Forum Replies Created
- AuthorPosts
- in reply to: Specification and Floating Point Numbers #1293
I am not able to talk about the merits of UNUM, although I did post it to comp.arch to see what they made of it.
Mill specification is the other way around; all members support the same complete specification, and some Mills emulate some ops, widths and types.
So a new type would be added to the generic specification and on those Mills that didn’t support it in hardware, it would require emulation.
- in reply to: Software Pipelining (Talk: July 14 2014) #1194
It was filmed.
Post production is quite an involved process, but is nearly finished.
We’ll post the video soon on the Architecture forum with the other talks, and announce it on the mailing list.
Subscribe to the mailing list or keep checking back manually.
- in reply to: ensuring bounds of arrays #1164
We plan to have hardware-checked “bounded” pointers, yes 🙂
Bounded pointers are pointers with special flags in them so the hardware knows to extract bounds as well as offset from the pointer and enforce them.
However, as these bound pointers are still 64-bit, and as the address space is 64-bit, its not possible to encode every combination of bounds and offset into so few bits. Bounded pointers compromise precision for truly humongous arrays.
(Here is a link to an old post on the Mill bounded pointers in comp.arch. The Mill mechanism has been refined somewhat since that post, but it gives the gist.)
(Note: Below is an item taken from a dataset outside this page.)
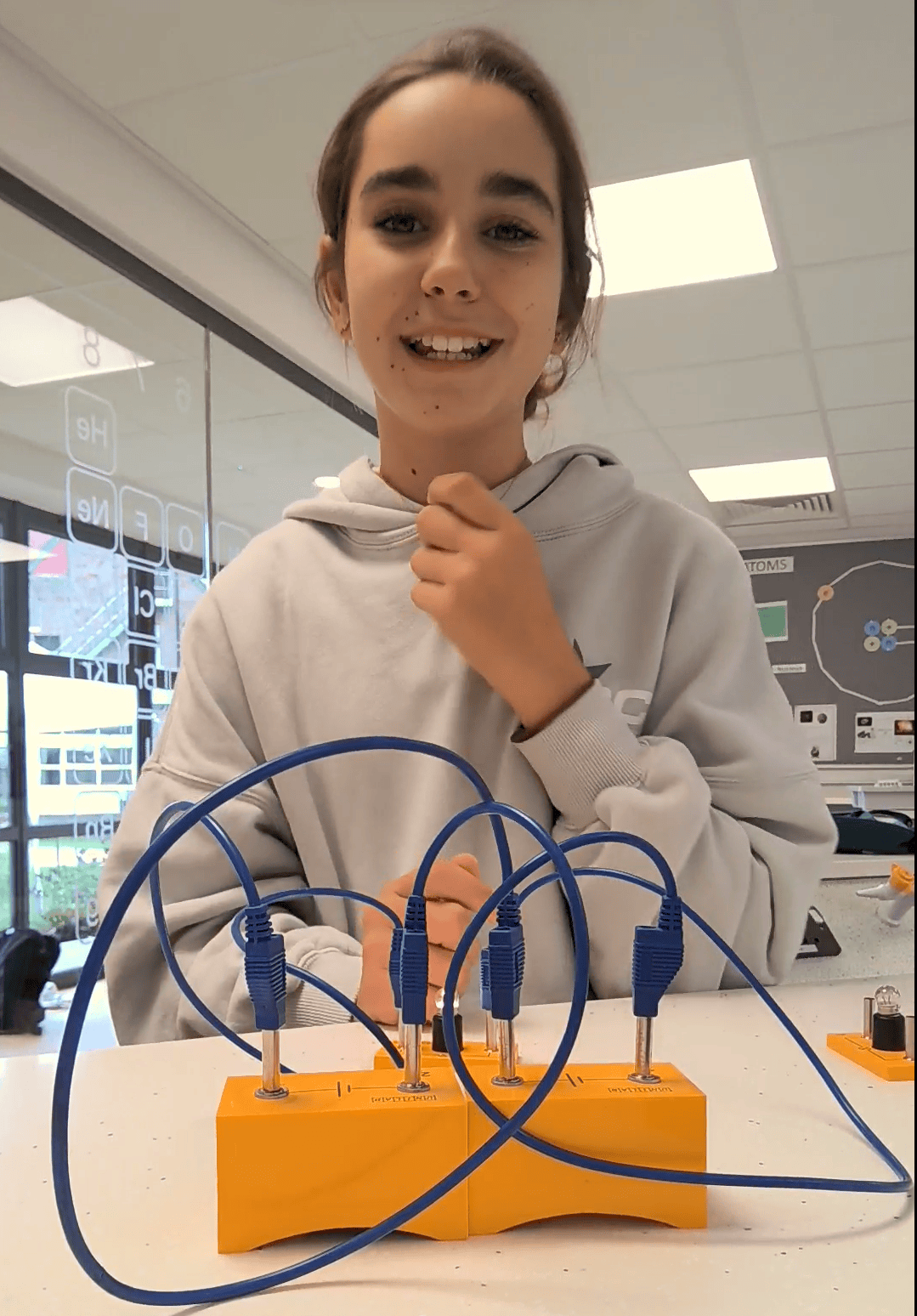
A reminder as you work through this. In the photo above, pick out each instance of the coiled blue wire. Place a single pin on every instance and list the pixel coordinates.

On the Mill, which is wider-issue than other architectures, there are likely enough free slots so a compiler can also pipeline exact bounds checks that will likely have no performance penalty in the common case.
- in reply to: Can we implement it first in FPGA? #1130
Yes we plan to implement the Mill first on an FPGA.
If the compiler generates a member-independent intermediate form, is it left to the specializer to identify and make use of optimizations that depend on functional unit population and ordering?
Yes, this is how responsibilities are split between compiler and specializer.
The compiler targets an abstract Mill – infinite belt, etc – and serializes its AST to file for distribution. Its not actually a single AST, its a forest of candidate control-flow graphs so the compiler can provide alternatives for the specializers to choose between.
The scheduling of operations and scratch and such is performed by the specializer, which knows the parameters of the target Mill.
Whilst non-trivial to think about, the specializer’s scheduling isn’t really comparable to the heavyweight optimisations that a compiler makes. The specializer is very very fast, as it can be used in JIT as well as AOT generation.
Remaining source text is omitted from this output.